I fidget – a lot! My husband doesn’t understand us fidgeters, even though he is his own breed of fidgeter. He gave his condition a clinical diagnosis: Shaking Leg Syndrome. I call it fidgeting. He just can’t keep his leg still any more than I can keep my fingers idle.
I’ve been doodling as therapy for as long as I can remember. I have never been a good illustrator but I love pens and filling up pages. I adore the feel of different inks on varying papers. I love roller pens, felt tip pens, Sharpies, fountain pens. I appreciate pencils in different degrees of darknesses and softness. I love writing on crumbled up paper bags and on napkins where I watch the ink seep into the porous surface. I doodle my name and the alphabet. I doodle hearts; one inside the other, inside the other. I’m obsessed with drawing concentric circles and swirls and interconnecting squares.
For new immigrants like us, magazine were luxuries we didn’t subscribe to, except for the coveted TV Guide, which we received regularly. I had long memorized when Dynasty and Love Boat aired; I didn’t care about the time listings or the articles about General Hospital. I coveted the TV Guide for another reason: the subscription cards.
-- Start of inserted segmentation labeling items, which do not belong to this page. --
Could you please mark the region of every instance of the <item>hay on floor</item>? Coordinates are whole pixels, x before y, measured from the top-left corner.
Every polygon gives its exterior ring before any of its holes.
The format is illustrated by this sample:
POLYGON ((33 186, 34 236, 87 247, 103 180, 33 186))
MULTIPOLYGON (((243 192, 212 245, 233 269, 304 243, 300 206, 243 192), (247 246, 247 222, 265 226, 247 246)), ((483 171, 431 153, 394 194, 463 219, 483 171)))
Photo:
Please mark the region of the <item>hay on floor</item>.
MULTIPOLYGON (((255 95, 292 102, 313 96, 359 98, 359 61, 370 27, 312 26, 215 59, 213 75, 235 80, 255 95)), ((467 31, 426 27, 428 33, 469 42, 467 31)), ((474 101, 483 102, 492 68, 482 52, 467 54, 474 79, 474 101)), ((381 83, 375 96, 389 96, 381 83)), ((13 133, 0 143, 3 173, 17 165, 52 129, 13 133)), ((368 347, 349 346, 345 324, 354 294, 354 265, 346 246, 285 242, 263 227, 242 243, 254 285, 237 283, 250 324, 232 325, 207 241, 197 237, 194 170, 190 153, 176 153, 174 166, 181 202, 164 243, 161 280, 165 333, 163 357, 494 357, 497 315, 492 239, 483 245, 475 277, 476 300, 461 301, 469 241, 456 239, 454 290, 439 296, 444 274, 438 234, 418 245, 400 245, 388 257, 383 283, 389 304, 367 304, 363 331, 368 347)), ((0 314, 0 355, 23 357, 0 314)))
That thick card stock was great for absorbing thick marker ink. I loved how the cards instructed me what to write so I didn’t have to use my brain much creatively. I knew the answers to the questions would be correct. Name, address, phone number, how many issues. I filled out every single one of those and any others I can get my hands on in a doctor’s waiting room.
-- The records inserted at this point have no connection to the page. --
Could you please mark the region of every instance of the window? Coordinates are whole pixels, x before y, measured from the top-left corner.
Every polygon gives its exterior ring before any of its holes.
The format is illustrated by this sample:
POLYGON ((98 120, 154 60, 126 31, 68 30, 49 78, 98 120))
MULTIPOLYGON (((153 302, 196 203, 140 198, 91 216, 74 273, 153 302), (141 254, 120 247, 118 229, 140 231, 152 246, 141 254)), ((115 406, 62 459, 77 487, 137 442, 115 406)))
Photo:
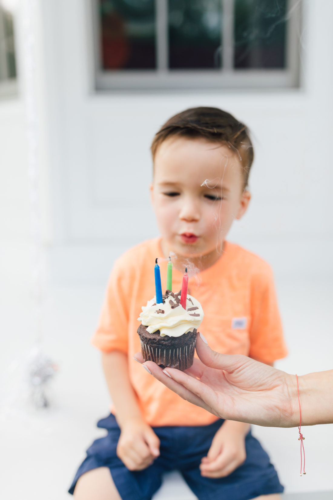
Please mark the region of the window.
POLYGON ((93 0, 97 89, 295 87, 301 0, 93 0))
POLYGON ((16 76, 12 16, 0 2, 0 96, 16 92, 16 76))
Doodling helped keep my penmanship top notch. While the rest of the world becomes expert thumb texters and finger swipers, I doodle names of everyone in my family – and my cats. I imagine one day I will be like a fancy woman of the 1940s, where I will sit at my formal stationary desk, with my personalized monogrammed cards (very thick stock) and I will write long letters in script. What I write will be secondary to the physical act of writing letters. I draw letters perfectly and I write to do them incessantly. For a writer, there is no greater art than filling a page with letters.
In college, I was easily bored at lectures so I developed a good habit of taking transcription-worthy notes to keep myself engaged during the class. In the lulls of discussion or professor breaths, I would doodle all along the margins and in the middle of my notes. One day a friend grabbed my notebook and started flipping through the pages. She said she could sell it for money. She offered me $300 for it; I said no. Years later in a drastic move, I threw it out anyway.
So I doodle. It’s so much better than playing Candy Crush. At least when my mind rejoins society, I behold a lasting memory of when my restless fingers subconsciously confronted ink with paper.